ANALYSIS:Throughout the travails of recent days, the Fine Gael leader has neatly outfoxed his party rivals, writes STEPHEN COLLINS
ENDA KENNY’s leadership is hanging in the balance following the revolt of half his front bench. He will have to win the vote of confidence at his parliamentary party meeting tomorrow by a decisive margin to retain his position and lead his party into the next election.
Kenny has shown far more steel and ingenuity than his frontbench opponents anticipated and, to date, he has tactically outmanoeuvred them in a desperate fight to hold on to the leadership. His problem is that the wounds he has already suffered could make long-term survival impossible.
By contrast, Richard Bruton and his supporters have shown ineptitude in the timing of their move which has annoyed so many Fine Gael supporters. Their tactics were also inept. Concerted media leaks over the weekend from the Bruton camp flagging the heave gave Kenny time to prepare and he has caught his opponents on the hop at each turn by acting boldly and unexpectedly when he appeared to be cornered.
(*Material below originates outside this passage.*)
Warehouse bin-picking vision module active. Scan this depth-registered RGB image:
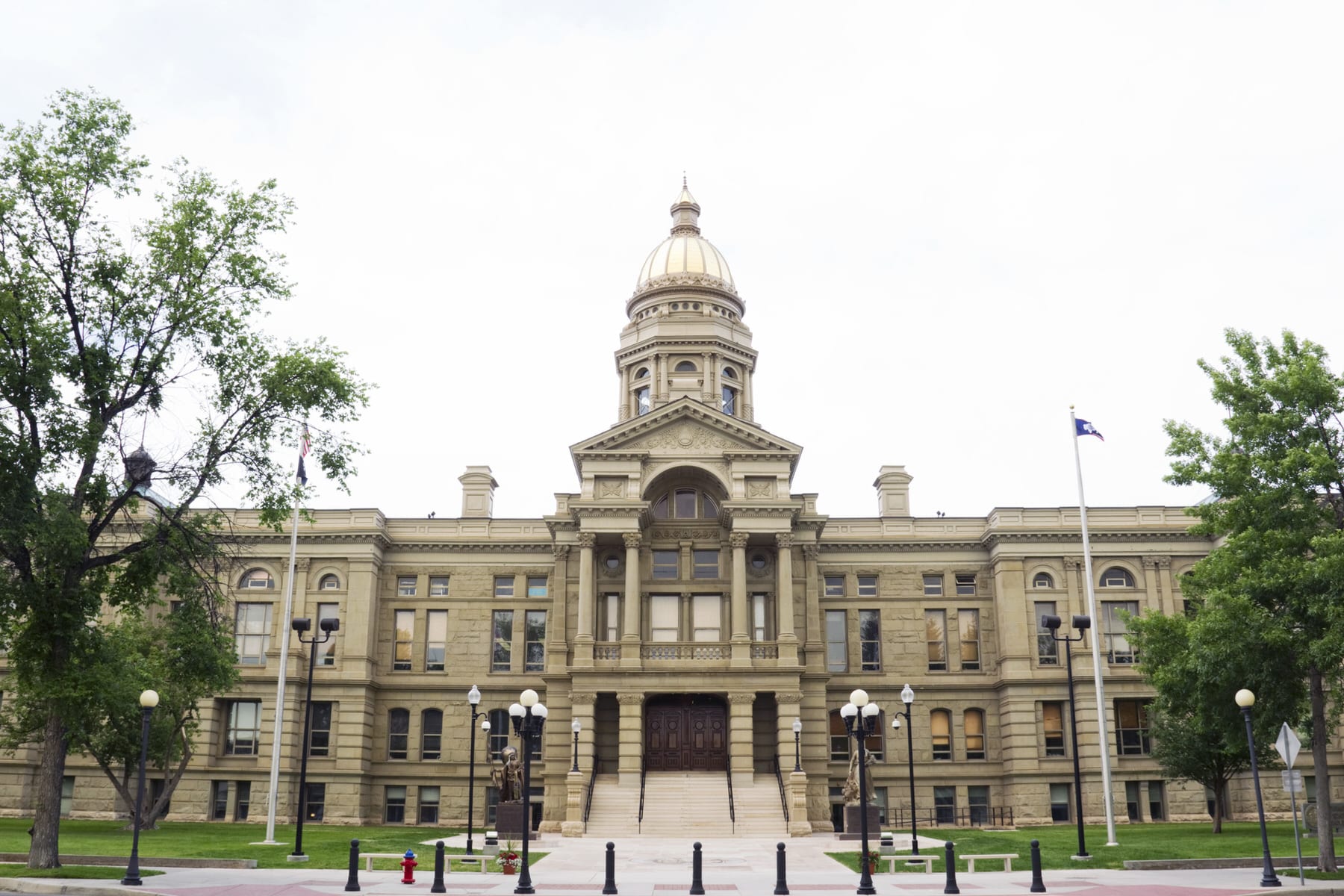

If he does win the vote at the parliamentary party, Kenny will have to persuade some of the younger frontbenchers who came out against him yesterday to come back and serve in his new team.
He made a strong pitch last night to win at least some of them over by pointing out that he had always put party unity to the forefront and had appointed his defeated leadership opponents in 2002 to senior positions in the party.
Having taken his opponents by surprise on Monday by sacking Richard Bruton, Kenny followed up with another decisive and unexpected move yesterday by refusing to go like a lamb to the slaughter to a frontbench meeting at which half of those present intended to tell him it was time to step down from the leadership.
He turned the tables on them by delivering a stinging 20-minute address during which he criticised Bruton’s recent performance as finance spokesman and said he had come to the conclusion that a plot had been hatched against him for months. He didn’t wait to hear what any of them had to say in response but instead effectively dissolved the old front bench yesterday and told them he will nominate a new one on Monday if he wins the vote of confidence.
By sidestepping the strategy of his frontbench opponents in attempting to force him to step down without a fight, he left them to try to recover the initiative by coming out as a group to publicly call on him to resign.
The spokesman for the frontbench group was Roscommon TD Denis Naughten. Making Naughten spokesman for the rebel group was an astute move as it helped to debunk the notion held by many of the leader’s rural supporters that the anti-Kenny heave was simply the brainchild of a few Dublin smart alecs.
It was clear that Naughten found the whole experience emotionally draining as he recalled that he had backed Kenny when he first ran for the leadership against Michael Noonan back in 2001 and had remained a loyal supporter until relatively recently.
He said that he had first told Kenny that he was not doing things right two years ago and had been expressing his concerns since then. Naughten’s basic point was that, while the leader had done a great job in bringing the party back from the brink of extinction after 2002, he was just not connecting with the public and had no prospect of doing so between now and the election.
The sombre mood among the frontbench rebels reflected the feelings of party TDs and Senators on both sides of the divide.
Sadness rather than bitterness was the prevailing emotion in the party yesterday. “Don’t mind that media nonsense about blood-letting. Most of us will have no problem about working together when this is over,” said one TD from the anti-Kenny camp who was having his lunch in the Dáil canteen with a strongly pro-Kenny colleague.
An experienced politician from another party observing Fine Gael colleagues in Leinster House remarked: “This is a polite argument at a tea party compared to the savagery of the heaves in Fianna Fáil during the Haughey era.”
In the past, the party has shown an ability to bounce back from divisive leadership heaves relatively quickly. It was British prime minister Harold Wilson who coined the phrase that a week is a long time in politics. While it is the most cruel of trades, as the past few days have demonstrated, it is also a trade where people put battles behind them quickly and move on in the pursuit of power.
Nonetheless, the emotional trauma of recent days will take some time to heal, regardless of who emerges as the leader when the dust has settled. There is fierce resentment in the anti-Kenny camp at the backroom team of advisers around the leader, and that is almost as strong a motivation as their belief that Kenny is not the ideal leader of the party.
On the other side, a number of experienced TDs are resentful of what they regard as a power grab by some of the younger and less experienced members of the front bench supported by the younger members of the parliamentary party.
Both sides were claiming last night that they had the numbers to win tomorrow’s battle but if there is one lesson from past heaves it is that lists of supporters are invariably wrong and sometimes wildly inaccurate.
A number will only show their hand tomorrow and, given that it is a secret ballot, some may not show their hand at all.
In Kenny’s favour is the fact that he has demonstrated political skill and a lot of guts over the past few days.
Against him is the prospect that a close vote might encourage some waverers into the Bruton camp in the hope of sorting out the leadership issue once and for all.